聚合功能提高,媒體融合提供了社會民生服務的信息接口。習近平總書記強調,媒體融合發展不僅僅是新聞單位的事,要把我們掌握的社會思想文化公共資源、社會治理大數據、政策制定權的制度優勢轉化為鞏固壯大主流思想輿論的綜合優勢。在媒體融合過程中,更加注重向“媒體+政務+服務”的多功能媒體拓展,融合后的媒體已經不單純是信息傳遞的“中介”,而是依托于強大信息基礎設施、具有廣泛接入性、擁有豐富的公共數據和強大算法技術、可以為群眾提供各類政府服務的大平臺。比如,在定位上,縣級融媒體中心不僅要提供新聞服務,還要開展黨建服務、政務服務、公共服務、增值服務等業務;在實踐中,縣域主流媒體聚合了多個黨政部門的服務模塊,將社會治理的資源要素進行了整合。以“今日高郵App”為例,除了讀報、看電視、聽廣播等媒體信息,還設置了醫院掛號、個人征信、水費查詢、醫保賬戶明細等20多項服務模塊,以及六個鎮的政務情況,成為當地居民生活、辦事、獲取當地新聞的重要渠道。
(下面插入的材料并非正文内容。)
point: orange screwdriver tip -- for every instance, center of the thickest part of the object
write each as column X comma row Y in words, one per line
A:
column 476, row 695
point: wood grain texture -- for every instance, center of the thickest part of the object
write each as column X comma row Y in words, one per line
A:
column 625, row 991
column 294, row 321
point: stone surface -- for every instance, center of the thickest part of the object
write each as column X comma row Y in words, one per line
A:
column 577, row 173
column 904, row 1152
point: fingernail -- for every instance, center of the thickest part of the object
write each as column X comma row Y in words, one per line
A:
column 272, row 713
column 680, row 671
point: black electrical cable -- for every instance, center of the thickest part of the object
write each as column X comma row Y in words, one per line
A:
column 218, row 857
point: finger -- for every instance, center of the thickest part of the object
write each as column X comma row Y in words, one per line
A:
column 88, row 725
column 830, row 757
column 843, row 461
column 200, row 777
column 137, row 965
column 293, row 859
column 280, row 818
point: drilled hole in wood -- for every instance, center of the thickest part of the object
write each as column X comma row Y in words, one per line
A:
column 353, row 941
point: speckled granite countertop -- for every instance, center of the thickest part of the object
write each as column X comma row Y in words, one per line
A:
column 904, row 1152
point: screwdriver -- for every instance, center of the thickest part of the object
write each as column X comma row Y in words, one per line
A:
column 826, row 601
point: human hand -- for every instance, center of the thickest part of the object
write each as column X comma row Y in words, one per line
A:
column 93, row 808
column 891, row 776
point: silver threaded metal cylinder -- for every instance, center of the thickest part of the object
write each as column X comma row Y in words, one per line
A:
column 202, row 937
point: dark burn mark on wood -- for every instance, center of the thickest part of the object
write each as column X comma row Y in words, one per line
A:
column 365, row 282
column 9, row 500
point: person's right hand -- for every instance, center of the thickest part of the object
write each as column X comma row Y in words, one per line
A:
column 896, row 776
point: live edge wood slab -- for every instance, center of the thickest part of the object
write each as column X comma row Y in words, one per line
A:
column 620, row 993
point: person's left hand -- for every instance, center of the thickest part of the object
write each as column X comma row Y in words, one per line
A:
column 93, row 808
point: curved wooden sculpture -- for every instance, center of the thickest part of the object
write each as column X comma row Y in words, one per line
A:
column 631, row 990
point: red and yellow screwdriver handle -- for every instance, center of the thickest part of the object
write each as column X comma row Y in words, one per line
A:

互動屬性明顯,媒體融合開辟了社會輿論監督的全新陣地。傳統媒體的信息生產和接收屬于線性模式,專業的媒體機構、新聞從業人員負責新聞的采寫和傳播,公眾僅僅是被動接收者,缺少對信息的選擇權和話語權。新媒體時代,人人都有麥克風,這意味著用戶不僅是信息的接收者,同樣也是信息的發布者和傳播者,公眾表達渠道便捷、參與意愿明顯、權利意識更高,這為媒體更好地開展社會輿論監督提供了必要條件。融媒體是社情民意匯聚的平臺,公眾可以以平等協商的方式解決基層群眾在社會生活中的訴求表達問題和利益沖突,通過融媒體平臺設置的“問書記”“問市長”“我要爆料”等板塊直接反映問題。新技術的賦能讓公眾可以更加積極地參與社會治理,讓媒體可以對各類公共問題和公共需求進行第一時間獲得、響應和反饋。比如在疫情防控期間,一些城市通過本地微信公眾號發布疫情防控政策,涉及小區封閉管理、外地返回人員防控要求等和廣大居民息息相關的政策時,評論區往往會出現大量留言,這些信息反饋為相關部門及時調整優化政策提供了有力支撐。
三、推動媒體融合在社會治理中發揮更大作用
推動媒體在社會治理中的功能從過去信息傳遞、輿論引導的“工具型”向服務群眾、引導群眾的“平臺型”轉變,既是媒介技術發展的客觀要求,也是媒體融合的目標。在當前的媒體融合實踐中,主流媒體通過提供民生服務、回應居民需求、注重與居民互動等方式,逐步探索向治理型媒介的轉變路徑。充分發揮媒體融合在社會治理中的作用,未來還需要在廣泛凝聚用戶、聚焦治理難點、提升服務水平上下功夫。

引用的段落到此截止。